OpenOCD mainline includes preliminary support for Cortex-A9 and Pandaboard. See the OpenOCD homepage for instructions to checkout and build from source.
Invoke OpenOCD as:
openocd -f tcl/interface/flyswatter.cfg -f tcl/board/ti_pandaboard.cfg
replacing flyswatter.cfg with the appropriate config for your JTAG hardware.
The default configuration exposes 3 targets: one Cortex-A9 (core 0) and two Cortex-M3 cores.
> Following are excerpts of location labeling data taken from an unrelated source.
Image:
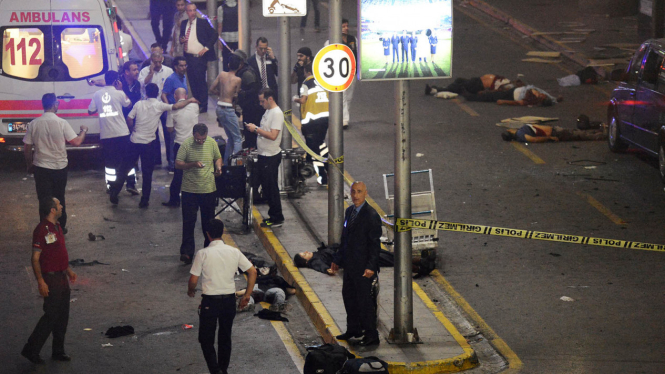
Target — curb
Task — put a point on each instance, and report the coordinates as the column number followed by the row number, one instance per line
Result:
column 528, row 31
column 326, row 326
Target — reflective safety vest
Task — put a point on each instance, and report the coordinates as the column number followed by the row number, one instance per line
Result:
column 316, row 106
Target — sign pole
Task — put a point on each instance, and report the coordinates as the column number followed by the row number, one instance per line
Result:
column 285, row 94
column 243, row 26
column 335, row 139
column 403, row 331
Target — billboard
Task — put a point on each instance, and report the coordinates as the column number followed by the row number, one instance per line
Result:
column 405, row 39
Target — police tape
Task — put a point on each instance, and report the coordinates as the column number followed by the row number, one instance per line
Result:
column 406, row 224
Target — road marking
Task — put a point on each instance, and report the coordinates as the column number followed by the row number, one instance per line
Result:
column 528, row 153
column 466, row 108
column 290, row 345
column 514, row 362
column 601, row 208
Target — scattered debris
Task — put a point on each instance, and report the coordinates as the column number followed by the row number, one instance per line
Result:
column 92, row 237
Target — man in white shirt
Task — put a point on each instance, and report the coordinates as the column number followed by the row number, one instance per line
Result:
column 198, row 39
column 146, row 113
column 113, row 130
column 217, row 265
column 180, row 122
column 157, row 73
column 48, row 135
column 270, row 154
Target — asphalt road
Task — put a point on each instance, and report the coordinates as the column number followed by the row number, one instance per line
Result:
column 613, row 326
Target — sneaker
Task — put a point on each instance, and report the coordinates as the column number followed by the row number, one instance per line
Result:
column 270, row 223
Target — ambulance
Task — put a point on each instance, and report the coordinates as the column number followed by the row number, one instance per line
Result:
column 54, row 46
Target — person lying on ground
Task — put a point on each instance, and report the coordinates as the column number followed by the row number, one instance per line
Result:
column 542, row 134
column 487, row 82
column 323, row 257
column 272, row 289
column 527, row 95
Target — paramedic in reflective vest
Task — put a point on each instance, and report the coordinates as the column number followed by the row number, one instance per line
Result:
column 113, row 131
column 314, row 119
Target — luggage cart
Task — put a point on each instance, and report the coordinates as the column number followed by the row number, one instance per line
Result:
column 235, row 184
column 423, row 206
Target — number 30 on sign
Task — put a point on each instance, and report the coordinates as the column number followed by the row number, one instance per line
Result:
column 334, row 67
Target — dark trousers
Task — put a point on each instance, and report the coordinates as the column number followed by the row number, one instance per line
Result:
column 268, row 169
column 191, row 203
column 176, row 183
column 164, row 9
column 212, row 310
column 114, row 150
column 315, row 133
column 168, row 144
column 360, row 297
column 136, row 150
column 196, row 71
column 55, row 318
column 317, row 16
column 52, row 183
column 226, row 54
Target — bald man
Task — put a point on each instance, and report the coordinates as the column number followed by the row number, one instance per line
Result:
column 359, row 256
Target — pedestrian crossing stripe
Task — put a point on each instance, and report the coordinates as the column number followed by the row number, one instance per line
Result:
column 406, row 224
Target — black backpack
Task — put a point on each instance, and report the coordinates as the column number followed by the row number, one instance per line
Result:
column 326, row 359
column 368, row 364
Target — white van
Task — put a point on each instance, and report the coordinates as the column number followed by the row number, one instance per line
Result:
column 53, row 46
To connect to the second Cortex-A9 core, edit the following line in tcl/target/omap4430.cfg:
target create $_TARGETNAME cortex_a9 -chain-position $_CHIPNAME.dap -coreid 0
changing -coreid 0 to -coreid 1. At present it is not possible to connect to both Cortex-A9 cores simultaneously.
- halt, single-step, resume
- breakpoints and watchpoints
- reading/writing memory
- inspecting core/register state
All memory accesses (including md/mw commands and disassembly) execute through the debug AHB on the L3 interconnect; resources on the L2 interconnect currently can not be accessed. This includes ROM, local PRCM, and anything in the Cortex-A9 "private memory region" (snoop-control unit, global interrupt controller, timers and watchdogs).
- debugging A9 cores simultaneously
- accessing L2 memory resources
- unify a8/a9 code
The debugger may not be able to access the A9 processor cores due to an issue with omap4430 clocking. If your debugger can identify JTAG devices, e.g.:
Info : 375 316 core.c:948 jtag_examine_chain_display(): JTAG tap: omap4430.jrc tap/device found: 0x3b95c02f (mfg: 0x017, part: 0xb95c, ver: 0x3)
but no Cortex-A9 target appears, you are probably running into this issue. Verify by connecting the debugger with no SD card inserted: if it now works, you're hitting this issue.
The current x-loader mainline includes a workaround.